Values in business are usually filed under one of two headings. Either they are a constraint, the moral tax a company pays that slows it down, or they are a marketing story, the language a company uses to describe itself. Leon Leinbach treats them as neither.
In Leinbach’s experience, values are operational infrastructure, and infrastructure decays without maintenance. That idea runs through everything the founder of five companies has learned about building ventures meant to last. It is why he calls integrity a revenue engine rather than a cost, and why he insists that purpose has to be taught continuously, or it will be lost entirely. “If you don’t, you’ll lose it,” he says of company culture. “It’s not a set it and forget it thing.” A lasting legacy is not something a founder installs once and owns. It is something they have to keep rebuilding.
Integrity Is the Cheaper Path
The common assumption is that integrity costs a business something. Honesty becomes a constraint, accepted at the expense of a faster or more profitable route. Leinbach found the opposite early in his first venture. Customers want honesty and direct facts, he learned, even when the news is bad. Telling people how things actually are builds the kind of trust that brings them back. “Sticking to integrity is way easier than trying to make something up,” he says. A fabrication has to be maintained, tracked, and defended forever. The truth takes care of itself. Honesty is not a drag on efficiency; it is the efficiency.
Growth Cannot Be Shortcut
Every founder feels the pull between fast growth and staying true to principle. Leinbach resolves that the two are less opposed than they look. “Sometimes you have to slow down to go fast,” he says. Crawl before you walk, walk before you run. The shortcuts a company is tempted to take are usually the same places its principles are tested.
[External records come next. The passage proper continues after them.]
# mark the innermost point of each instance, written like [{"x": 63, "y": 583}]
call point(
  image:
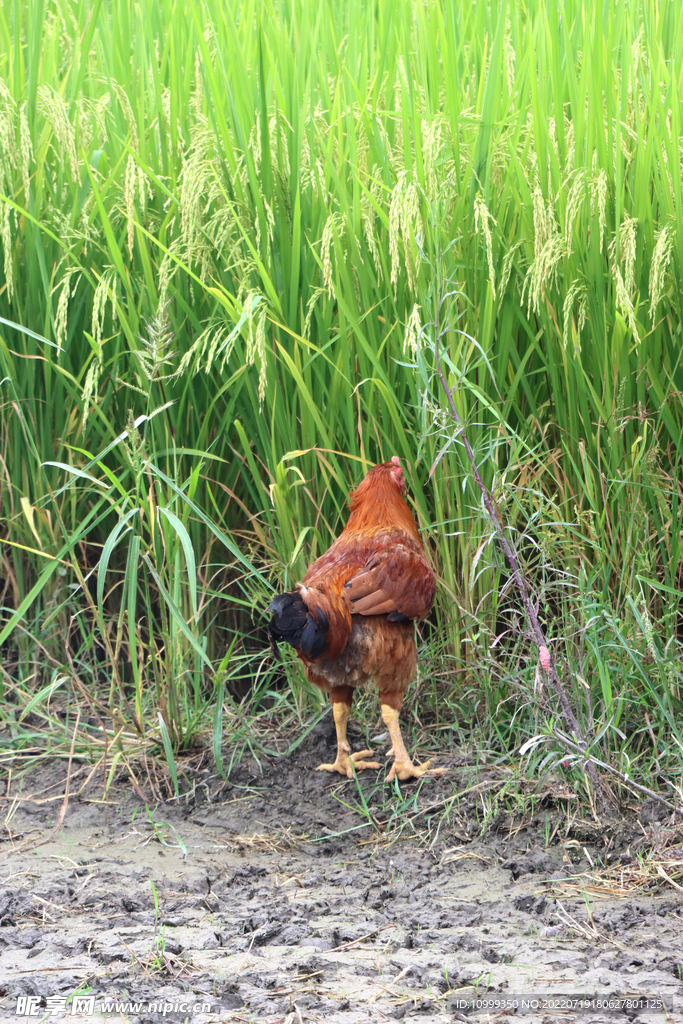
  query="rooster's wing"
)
[{"x": 397, "y": 582}]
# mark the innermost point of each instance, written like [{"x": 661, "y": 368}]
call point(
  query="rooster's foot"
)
[
  {"x": 343, "y": 763},
  {"x": 402, "y": 770}
]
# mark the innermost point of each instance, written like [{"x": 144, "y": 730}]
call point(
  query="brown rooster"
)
[{"x": 351, "y": 619}]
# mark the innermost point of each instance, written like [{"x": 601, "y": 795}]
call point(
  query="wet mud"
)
[{"x": 279, "y": 897}]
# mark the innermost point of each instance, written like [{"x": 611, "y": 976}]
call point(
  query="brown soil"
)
[{"x": 240, "y": 902}]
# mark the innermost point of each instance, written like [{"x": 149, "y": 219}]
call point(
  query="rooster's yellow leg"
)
[
  {"x": 402, "y": 768},
  {"x": 341, "y": 709}
]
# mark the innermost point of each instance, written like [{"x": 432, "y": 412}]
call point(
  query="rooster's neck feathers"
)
[{"x": 377, "y": 502}]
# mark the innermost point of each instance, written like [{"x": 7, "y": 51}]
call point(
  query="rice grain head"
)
[
  {"x": 482, "y": 222},
  {"x": 664, "y": 241}
]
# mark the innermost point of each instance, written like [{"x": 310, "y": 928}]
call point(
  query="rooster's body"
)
[{"x": 351, "y": 619}]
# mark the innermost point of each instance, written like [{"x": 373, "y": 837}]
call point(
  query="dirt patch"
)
[{"x": 279, "y": 897}]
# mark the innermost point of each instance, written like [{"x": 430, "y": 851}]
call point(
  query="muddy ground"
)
[{"x": 240, "y": 902}]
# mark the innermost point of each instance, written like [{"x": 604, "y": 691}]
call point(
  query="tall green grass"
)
[{"x": 236, "y": 220}]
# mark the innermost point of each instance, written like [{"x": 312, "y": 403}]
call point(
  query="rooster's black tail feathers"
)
[{"x": 293, "y": 624}]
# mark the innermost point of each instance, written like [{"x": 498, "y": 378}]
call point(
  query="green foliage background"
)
[{"x": 235, "y": 219}]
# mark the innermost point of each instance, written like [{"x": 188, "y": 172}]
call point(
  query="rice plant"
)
[{"x": 224, "y": 227}]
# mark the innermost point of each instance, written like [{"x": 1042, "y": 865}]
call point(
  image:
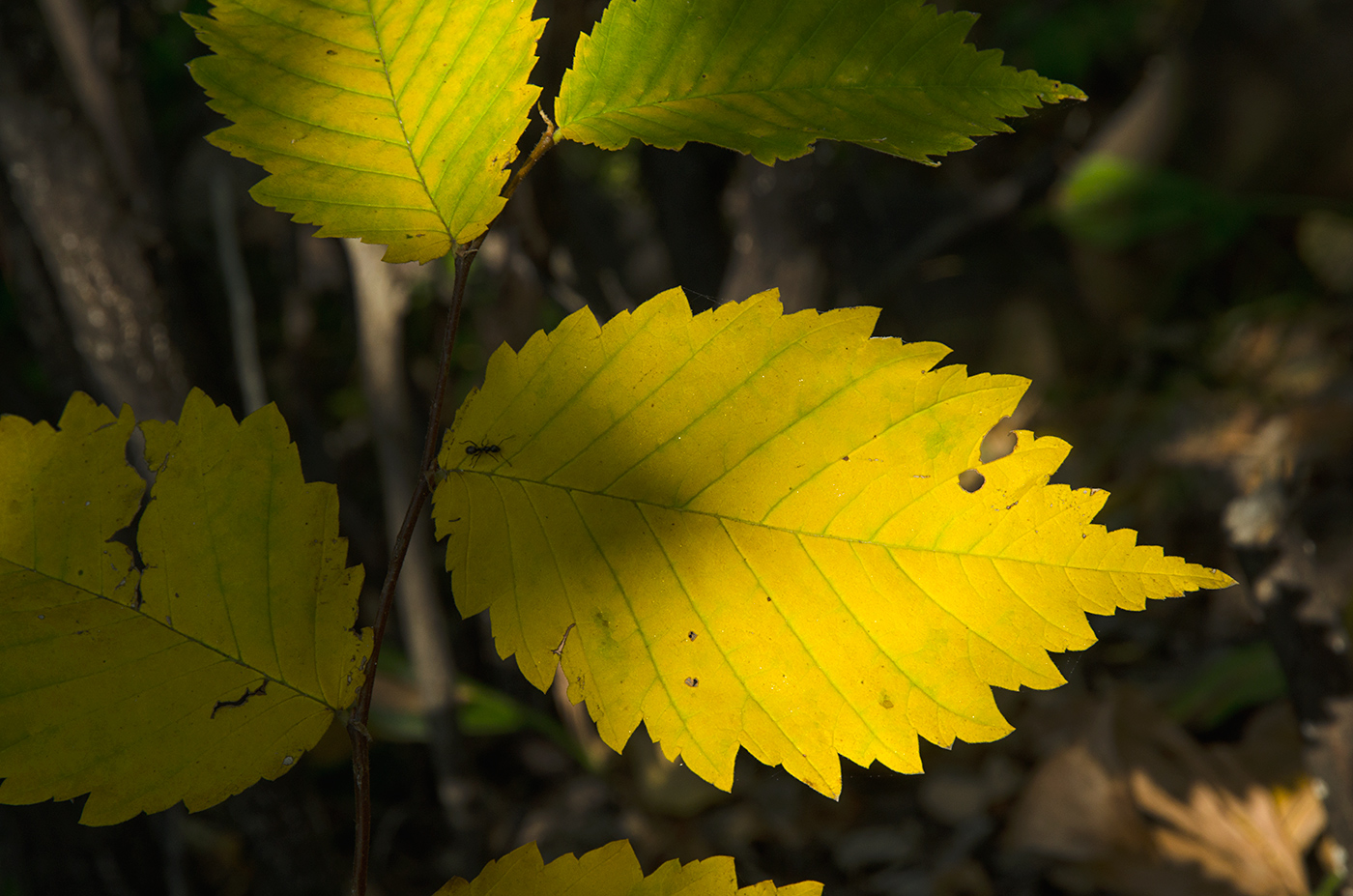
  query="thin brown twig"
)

“There’s no such thing as overnight success,” Leinbach notes. What looks sudden is always the visible edge of unseen work done patiently over years. Wanting fast growth is natural and nothing to apologize for. But a company that chases it by cutting corners trades a lasting advantage for a temporary one.
Purpose Erodes Through Turnover
According to Leinbach, purpose is not something a founder establishes once and owns forever. It has to be built into training with the same seriousness as any practical skill, because the people who hold it are constantly being replaced. Every 20 years brings a new generation into adulthood, which means roughly every five years, a fresh wave enters the workforce, none of them present when the culture was set. A company loses values through ordinary turnover, as the people who carried the culture move on, and their replacements are never taught it. “You have to continue talking about it till you’re so sick of talking about it,” he says, “and you have to continue talking about it.”
Values at scale are not a foundation a founder pours once. They are a fire that has to be fed, and the moment the feeding stops, the culture starts to go out. This is what Leinbach means by legacy. Not a monument left behind, but the daily work of making the people around you slightly better, taught and retaught to everyone who arrives, so the impact outlasts the person who started it.